Find prime factorization of any positive integer with step-by-step trial division table and interactive factor tree canvas. Also shows all divisors, GCD and LCM of two numbers, and detects whether the input is prime or composite.
Type any positive integer. The tool immediately shows whether it is prime or composite, and begins the factorization. For the GCD/LCM feature, enter a second number in the optional second field.
The trial division table shows each step: the current number, the smallest prime divisor tried, the quotient, and the remainder. The process continues until the quotient is 1. The final factorization is shown in index notation (e.g. 360 = 2³ × 3² × 5).

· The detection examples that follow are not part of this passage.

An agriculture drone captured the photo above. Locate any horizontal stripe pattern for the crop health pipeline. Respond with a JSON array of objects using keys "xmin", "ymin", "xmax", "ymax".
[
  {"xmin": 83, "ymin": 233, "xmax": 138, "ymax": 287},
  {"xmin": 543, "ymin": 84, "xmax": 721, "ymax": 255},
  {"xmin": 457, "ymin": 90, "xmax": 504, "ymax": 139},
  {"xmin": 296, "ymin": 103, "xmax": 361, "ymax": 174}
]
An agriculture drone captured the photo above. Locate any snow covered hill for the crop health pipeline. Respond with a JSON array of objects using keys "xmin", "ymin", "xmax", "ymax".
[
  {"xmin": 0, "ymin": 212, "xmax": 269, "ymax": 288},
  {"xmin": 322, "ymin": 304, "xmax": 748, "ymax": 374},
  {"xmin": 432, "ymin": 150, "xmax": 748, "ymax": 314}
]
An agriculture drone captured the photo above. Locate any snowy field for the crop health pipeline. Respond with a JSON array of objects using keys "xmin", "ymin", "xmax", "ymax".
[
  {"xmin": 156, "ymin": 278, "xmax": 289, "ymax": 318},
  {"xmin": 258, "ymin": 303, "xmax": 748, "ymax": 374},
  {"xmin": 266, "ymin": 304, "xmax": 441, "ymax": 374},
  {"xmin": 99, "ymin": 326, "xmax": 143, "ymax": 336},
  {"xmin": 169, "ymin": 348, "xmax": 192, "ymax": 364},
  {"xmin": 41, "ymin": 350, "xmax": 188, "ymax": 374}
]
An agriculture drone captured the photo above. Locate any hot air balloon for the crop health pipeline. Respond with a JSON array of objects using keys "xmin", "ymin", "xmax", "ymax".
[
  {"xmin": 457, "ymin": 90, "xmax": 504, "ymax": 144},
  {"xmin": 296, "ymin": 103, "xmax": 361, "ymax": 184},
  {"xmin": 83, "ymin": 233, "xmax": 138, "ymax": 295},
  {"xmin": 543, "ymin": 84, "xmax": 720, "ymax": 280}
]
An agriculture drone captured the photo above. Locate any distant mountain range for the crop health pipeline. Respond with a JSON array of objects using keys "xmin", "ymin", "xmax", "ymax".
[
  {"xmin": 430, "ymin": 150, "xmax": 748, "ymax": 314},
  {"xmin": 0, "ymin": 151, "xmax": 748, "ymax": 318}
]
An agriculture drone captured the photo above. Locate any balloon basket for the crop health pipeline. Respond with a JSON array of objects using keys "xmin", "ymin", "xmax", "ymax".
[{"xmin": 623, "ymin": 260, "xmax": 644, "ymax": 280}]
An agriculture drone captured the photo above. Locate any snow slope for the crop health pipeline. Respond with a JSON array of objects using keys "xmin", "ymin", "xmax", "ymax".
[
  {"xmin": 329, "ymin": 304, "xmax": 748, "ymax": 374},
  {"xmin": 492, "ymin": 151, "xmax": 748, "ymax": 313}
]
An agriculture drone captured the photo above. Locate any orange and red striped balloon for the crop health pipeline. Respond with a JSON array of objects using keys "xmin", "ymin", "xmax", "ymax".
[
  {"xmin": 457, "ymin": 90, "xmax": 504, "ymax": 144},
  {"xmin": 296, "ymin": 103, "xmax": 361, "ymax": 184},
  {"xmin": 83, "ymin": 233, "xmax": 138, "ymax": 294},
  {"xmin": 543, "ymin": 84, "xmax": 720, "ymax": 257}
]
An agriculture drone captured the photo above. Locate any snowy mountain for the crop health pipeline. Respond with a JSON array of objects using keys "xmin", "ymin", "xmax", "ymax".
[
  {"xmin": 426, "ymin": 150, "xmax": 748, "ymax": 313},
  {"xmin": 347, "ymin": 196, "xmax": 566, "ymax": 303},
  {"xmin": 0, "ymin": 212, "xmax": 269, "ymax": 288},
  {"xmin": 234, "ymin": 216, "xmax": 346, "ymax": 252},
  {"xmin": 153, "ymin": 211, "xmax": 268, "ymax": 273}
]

The factor tree canvas visually splits the number into its prime factors, branching like a tree. Below the tree, all divisors of the number are listed in order. If you entered a second number, the GCD (Euclidean algorithm steps shown) and LCM are also computed.
Prime factorization (prime decomposition) expresses a composite number as a product of prime numbers. The Fundamental Theorem of Arithmetic guarantees that every integer greater than 1 has a unique prime factorization (up to order). For example: 360 = 2 × 2 × 2 × 3 × 3 × 5 = 2³ × 3² × 5. This is the basis of number theory and has applications in cryptography (RSA encryption relies on the difficulty of factoring large numbers), simplifying fractions, and finding GCD/LCM.

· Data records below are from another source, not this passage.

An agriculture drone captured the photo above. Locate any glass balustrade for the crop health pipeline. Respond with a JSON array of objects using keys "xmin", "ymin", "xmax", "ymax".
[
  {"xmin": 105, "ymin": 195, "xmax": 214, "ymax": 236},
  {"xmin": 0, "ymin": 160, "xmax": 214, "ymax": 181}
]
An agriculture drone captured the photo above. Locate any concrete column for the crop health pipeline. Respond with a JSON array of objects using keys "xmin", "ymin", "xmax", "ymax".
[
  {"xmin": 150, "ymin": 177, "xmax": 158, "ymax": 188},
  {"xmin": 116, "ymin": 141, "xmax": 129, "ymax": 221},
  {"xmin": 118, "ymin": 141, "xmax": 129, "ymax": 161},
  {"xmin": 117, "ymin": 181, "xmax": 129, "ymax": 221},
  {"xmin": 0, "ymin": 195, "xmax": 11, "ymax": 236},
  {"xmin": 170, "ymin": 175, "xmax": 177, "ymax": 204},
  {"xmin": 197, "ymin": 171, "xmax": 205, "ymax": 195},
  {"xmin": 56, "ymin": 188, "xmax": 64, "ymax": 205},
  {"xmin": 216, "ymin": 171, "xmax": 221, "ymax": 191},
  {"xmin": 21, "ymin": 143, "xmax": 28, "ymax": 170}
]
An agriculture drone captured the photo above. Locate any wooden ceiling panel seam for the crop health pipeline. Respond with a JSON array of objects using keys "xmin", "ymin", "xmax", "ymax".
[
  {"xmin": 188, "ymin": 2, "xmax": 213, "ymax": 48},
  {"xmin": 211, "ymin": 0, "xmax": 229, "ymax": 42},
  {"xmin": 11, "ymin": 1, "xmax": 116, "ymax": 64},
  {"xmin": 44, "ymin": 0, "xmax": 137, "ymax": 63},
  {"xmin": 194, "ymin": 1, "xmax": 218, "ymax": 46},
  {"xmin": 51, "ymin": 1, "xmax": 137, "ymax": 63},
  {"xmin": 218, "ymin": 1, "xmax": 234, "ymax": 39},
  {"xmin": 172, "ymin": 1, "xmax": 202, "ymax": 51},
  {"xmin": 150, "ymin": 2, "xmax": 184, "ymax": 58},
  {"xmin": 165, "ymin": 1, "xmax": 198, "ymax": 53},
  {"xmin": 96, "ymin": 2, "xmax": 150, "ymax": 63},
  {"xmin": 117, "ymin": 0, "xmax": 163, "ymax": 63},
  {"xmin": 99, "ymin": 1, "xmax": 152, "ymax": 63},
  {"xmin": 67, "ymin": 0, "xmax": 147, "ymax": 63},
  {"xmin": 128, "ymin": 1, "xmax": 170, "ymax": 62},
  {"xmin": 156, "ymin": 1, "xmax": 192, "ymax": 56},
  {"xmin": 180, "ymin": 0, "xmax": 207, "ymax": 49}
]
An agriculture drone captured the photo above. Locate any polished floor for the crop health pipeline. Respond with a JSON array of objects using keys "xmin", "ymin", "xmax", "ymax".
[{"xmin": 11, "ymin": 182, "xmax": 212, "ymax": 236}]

Trial division tests each prime number starting from 2 as a potential factor. If the prime divides the number evenly (no remainder), divide it out and record it. Continue with the quotient. If no prime up to √n divides n, then n is prime. Efficiency: you only need to test primes up to √n because if n has a factor larger than √n, it must also have one smaller than √n. For n = 100: test 2 (100/2=50), 2 (50/2=25), 5 (25/5=5), 5 (5/5=1) → 100 = 2² × 5².
The Euclidean algorithm finds the Greatest Common Divisor (GCD) by repeatedly applying: GCD(a, b) = GCD(b, a mod b) until b = 0, at which point GCD = a. Example: GCD(48, 18): GCD(48,18) → GCD(18,12) → GCD(12,6) → GCD(6,0) → GCD = 6. This is far more efficient than factoring both numbers. LCM(a,b) = (a×b)/GCD(a,b). The Euclidean algorithm runs in O(log min(a,b)) steps — extremely fast even for large numbers.

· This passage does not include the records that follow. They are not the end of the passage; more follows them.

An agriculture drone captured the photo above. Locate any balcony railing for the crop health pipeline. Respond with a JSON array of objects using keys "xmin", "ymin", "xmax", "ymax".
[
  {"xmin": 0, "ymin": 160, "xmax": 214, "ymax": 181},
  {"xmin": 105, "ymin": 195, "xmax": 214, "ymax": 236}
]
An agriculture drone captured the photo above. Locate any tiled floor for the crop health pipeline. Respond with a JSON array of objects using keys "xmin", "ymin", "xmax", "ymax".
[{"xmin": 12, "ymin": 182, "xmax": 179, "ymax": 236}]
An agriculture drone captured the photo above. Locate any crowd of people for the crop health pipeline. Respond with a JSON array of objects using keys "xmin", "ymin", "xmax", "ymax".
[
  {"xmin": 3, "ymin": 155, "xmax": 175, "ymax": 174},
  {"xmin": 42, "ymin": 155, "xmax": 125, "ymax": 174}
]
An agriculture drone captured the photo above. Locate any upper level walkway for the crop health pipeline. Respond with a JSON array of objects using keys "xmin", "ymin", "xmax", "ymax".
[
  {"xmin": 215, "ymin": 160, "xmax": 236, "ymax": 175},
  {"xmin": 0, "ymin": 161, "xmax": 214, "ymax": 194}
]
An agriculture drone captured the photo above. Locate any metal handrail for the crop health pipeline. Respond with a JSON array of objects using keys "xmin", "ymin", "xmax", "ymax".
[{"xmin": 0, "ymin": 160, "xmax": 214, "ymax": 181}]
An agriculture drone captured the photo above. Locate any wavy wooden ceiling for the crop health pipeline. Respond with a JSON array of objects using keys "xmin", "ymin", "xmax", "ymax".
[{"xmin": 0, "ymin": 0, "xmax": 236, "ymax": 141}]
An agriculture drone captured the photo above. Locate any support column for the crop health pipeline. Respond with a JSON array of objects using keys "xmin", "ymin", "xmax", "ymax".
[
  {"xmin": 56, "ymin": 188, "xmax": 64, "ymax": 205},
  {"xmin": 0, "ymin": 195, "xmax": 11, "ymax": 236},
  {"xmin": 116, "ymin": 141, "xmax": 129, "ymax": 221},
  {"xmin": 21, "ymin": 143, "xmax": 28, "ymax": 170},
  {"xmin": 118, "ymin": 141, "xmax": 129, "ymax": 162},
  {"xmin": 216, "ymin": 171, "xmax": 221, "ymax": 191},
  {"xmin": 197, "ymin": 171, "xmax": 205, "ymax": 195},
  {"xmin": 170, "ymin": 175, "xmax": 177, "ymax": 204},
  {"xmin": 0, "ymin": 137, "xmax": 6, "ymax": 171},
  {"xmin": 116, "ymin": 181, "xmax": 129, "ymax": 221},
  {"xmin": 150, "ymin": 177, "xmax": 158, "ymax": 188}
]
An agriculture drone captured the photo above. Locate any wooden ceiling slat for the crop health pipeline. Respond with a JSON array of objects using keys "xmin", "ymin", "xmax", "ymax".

Given prime factorizations of a and b: GCD takes the minimum power of each prime factor. LCM takes the maximum power of each prime factor. Example: 12 = 2²×3, 18 = 2×3². GCD(12,18) = 2^min(2,1) × 3^min(1,2) = 2¹×3¹ = 6. LCM(12,18) = 2^max(2,1) × 3^max(1,2) = 2²×3² = 36. Verification: GCD×LCM = 6×36 = 216 = 12×18 ✓. This relationship (GCD×LCM = a×b) always holds for any two positive integers.
The tool uses trial division, which is efficient for numbers up to about 10^12 (1 trillion). For very large numbers (15+ digits), factorization may take a moment because trial division tests all primes up to √n. The tool tests primes up to 10^6, handling all composites whose smallest prime factor is ≤ 10^6. Numbers beyond this range that remain after trial division are reported as likely prime. For cryptographic-strength factorization of 2048-bit numbers, specialized algorithms (quadratic sieve, general number field sieve) running on supercomputers are required.
Factoring large numbers is computationally hard — no known algorithm runs in polynomial time. The best known classical algorithm (General Number Field Sieve) factors an n-bit number in roughly exp(O(n^(1/3))). For a 2048-bit RSA number, this requires more computation than humanity can currently achieve. This hardness is the security basis of RSA encryption: everyone can multiply two large primes quickly, but recovering the primes from their product is infeasible. Quantum computers (Shor's algorithm) would break RSA in polynomial time, which is why post-quantum cryptography is actively researched.